The power inside me thrummed—not just the Judge’s authority, but something cleaner. That presence from the wedding had left its mark.

I knelt in the center of the cathedral. “If you were sacrificed, tortured for no crime but existing—wake up. Remember who you were.”

The walls began to glow. Soft white light seeping through the bones as souls stirred from their imprisonment. A young girl broke free first, hovering there, translucent and confused.

“Where do I go?”she whispered.

I found I knew the answer. Could see the path opening above us. “There. To whatever comes after.”

She rose like smoke. Then another. Then dozens. The virgin sacrifices. The falsely accused. The ones whose only crime was being different. Each departure cracked the structure further.

“The realm requires souls,”the Executioner warned as the ceiling began to rain dust.

“Then we’ll find new ones,”I said. “The right ones.”

Soon only the guilty remained. Father Gallows writhed against his pillar, burning eternally in scripture robes. The Seamstress twitched in her web of nerve-threads. The Mirror Eater’s thousand reflections showed only terror.

I stopped at Father Gallows first. “You’ve served since the 1600s, haven’t you? When Varnar’s family first gave you to the Judge.”

His eyes found mine through the scripture that bound him. Begging.

“Enough,”I said simply, touching his shoulder.
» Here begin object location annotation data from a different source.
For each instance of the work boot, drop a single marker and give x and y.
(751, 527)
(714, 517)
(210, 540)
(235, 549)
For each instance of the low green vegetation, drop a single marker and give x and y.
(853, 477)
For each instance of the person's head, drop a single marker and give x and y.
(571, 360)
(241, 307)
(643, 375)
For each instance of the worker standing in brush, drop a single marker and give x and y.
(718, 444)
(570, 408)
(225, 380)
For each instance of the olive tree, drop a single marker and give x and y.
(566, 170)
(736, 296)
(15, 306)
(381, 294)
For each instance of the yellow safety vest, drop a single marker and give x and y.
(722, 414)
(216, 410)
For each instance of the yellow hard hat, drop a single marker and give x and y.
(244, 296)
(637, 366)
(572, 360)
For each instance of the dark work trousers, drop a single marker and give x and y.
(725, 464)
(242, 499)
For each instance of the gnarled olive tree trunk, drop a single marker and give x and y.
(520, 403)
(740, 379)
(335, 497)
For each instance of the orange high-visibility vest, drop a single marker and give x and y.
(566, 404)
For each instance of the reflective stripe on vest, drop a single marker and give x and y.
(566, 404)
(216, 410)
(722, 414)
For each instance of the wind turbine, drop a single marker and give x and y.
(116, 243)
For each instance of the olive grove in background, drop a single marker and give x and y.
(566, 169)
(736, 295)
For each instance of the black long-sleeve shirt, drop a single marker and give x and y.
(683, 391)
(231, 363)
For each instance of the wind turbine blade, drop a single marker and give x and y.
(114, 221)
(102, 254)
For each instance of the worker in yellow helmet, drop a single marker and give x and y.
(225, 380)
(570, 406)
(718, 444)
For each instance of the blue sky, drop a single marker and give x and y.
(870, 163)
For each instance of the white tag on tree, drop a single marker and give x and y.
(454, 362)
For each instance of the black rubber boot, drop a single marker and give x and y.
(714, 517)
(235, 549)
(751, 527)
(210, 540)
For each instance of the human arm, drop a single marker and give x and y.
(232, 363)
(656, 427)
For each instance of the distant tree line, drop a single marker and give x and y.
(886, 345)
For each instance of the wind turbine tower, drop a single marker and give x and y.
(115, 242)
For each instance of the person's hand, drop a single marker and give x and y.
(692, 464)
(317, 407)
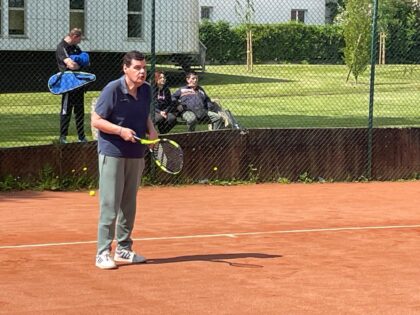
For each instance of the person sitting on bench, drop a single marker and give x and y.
(165, 112)
(195, 105)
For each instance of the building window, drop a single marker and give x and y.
(77, 14)
(206, 13)
(16, 17)
(135, 18)
(298, 16)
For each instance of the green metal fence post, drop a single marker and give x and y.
(373, 53)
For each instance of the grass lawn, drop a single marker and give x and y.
(272, 96)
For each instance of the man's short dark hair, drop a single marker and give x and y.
(75, 32)
(190, 74)
(132, 55)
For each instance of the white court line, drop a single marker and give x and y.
(231, 235)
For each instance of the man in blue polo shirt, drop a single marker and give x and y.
(122, 111)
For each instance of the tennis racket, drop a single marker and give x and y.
(166, 153)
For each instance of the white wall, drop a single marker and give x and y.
(47, 22)
(269, 11)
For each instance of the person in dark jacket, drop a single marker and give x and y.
(165, 111)
(73, 100)
(196, 105)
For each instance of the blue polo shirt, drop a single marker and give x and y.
(117, 106)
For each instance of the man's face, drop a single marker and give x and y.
(192, 81)
(75, 39)
(136, 72)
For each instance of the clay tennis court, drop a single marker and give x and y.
(346, 248)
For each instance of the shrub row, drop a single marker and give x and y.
(286, 42)
(297, 43)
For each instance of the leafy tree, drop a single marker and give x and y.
(357, 36)
(245, 11)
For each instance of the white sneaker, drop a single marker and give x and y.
(105, 261)
(128, 256)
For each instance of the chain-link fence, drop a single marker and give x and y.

The scripture robes unraveled, the words writhing as they released their hold. His hollow chest collapsed, coins and scales clattering to the floor. “Face whatever waits beyond.”And then he vanished.
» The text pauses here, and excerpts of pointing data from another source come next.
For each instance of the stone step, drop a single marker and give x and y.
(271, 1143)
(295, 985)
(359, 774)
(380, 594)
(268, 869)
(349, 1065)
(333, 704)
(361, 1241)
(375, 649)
Then I turned to the Seamstress who instantly gaped. “You can’t release us. We’re the worst ones.”

“And you’ve been tortured by your own methods ever since,”I observed, dissolving her threads with a touch. “If centuries of feeling your victims’ pain hasn’t taught you empathy, nothing will.”

She sobbed as she faded—relief or terror, I couldn’t tell.
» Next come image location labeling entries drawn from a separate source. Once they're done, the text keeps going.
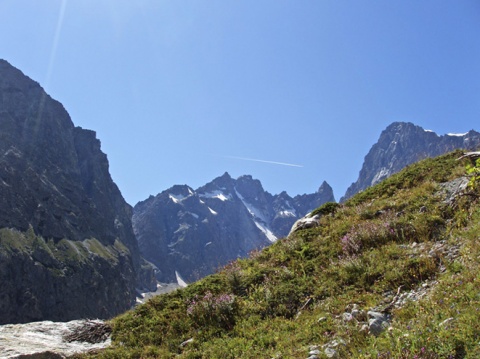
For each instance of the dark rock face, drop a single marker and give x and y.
(402, 144)
(54, 182)
(194, 232)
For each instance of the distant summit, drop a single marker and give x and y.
(401, 144)
(194, 232)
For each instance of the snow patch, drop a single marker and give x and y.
(182, 228)
(180, 280)
(194, 215)
(268, 233)
(381, 175)
(288, 213)
(216, 194)
(176, 198)
(38, 337)
(255, 212)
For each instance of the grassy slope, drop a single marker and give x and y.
(292, 295)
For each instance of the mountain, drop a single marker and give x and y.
(393, 272)
(67, 246)
(194, 232)
(402, 144)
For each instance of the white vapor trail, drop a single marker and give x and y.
(263, 161)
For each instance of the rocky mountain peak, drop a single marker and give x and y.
(218, 222)
(401, 144)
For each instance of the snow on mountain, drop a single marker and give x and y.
(203, 229)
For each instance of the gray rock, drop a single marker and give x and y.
(195, 232)
(55, 194)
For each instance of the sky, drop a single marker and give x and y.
(292, 92)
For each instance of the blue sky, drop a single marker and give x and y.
(181, 91)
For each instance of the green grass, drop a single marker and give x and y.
(292, 295)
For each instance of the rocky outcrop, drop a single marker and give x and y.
(67, 244)
(194, 232)
(401, 144)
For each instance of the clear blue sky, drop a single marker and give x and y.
(178, 91)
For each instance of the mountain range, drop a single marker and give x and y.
(191, 233)
(67, 248)
(71, 247)
(401, 144)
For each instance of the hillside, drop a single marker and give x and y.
(401, 144)
(391, 273)
(67, 247)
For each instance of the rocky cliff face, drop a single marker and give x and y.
(401, 144)
(56, 193)
(194, 232)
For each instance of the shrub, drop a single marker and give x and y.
(211, 310)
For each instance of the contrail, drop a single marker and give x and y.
(263, 161)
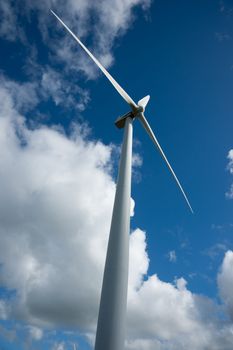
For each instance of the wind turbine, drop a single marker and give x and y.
(110, 333)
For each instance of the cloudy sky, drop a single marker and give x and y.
(59, 152)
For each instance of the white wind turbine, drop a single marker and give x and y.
(110, 333)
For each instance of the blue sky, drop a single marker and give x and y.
(59, 154)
The Mirror Eater was last, shattered beyond recognition. “I don’t even remember who I was before.”

“Then go find out,”I said, and released her too.

The cathedral emptied. The walls went dark. The realm shuddered, foundations cracking without souls to support them. That’s when I noticed Varnar crawling away, trying to hide.

“Not you,”I said, and he froze at my voice. “Everyone else paid for centuries. You just got here.”

I dragged him to the center as chunks of the cathedral ceiling crashed down around us. “Your victims are still breathing. Still remember your hands. You don’t get to leave.”

“Please—”He begged.

“Besides,”I cut him off, “I need you. This place is dying, but something new has to replace it.”

That clean presence touched me one last time—approval without words—then faded completely.

“A new hell,”I said as reality began to dissolve. “But selective. Only for those who sleep soundly after destroying lives.”

The Executioner stepped beside me. “What would you have me do?”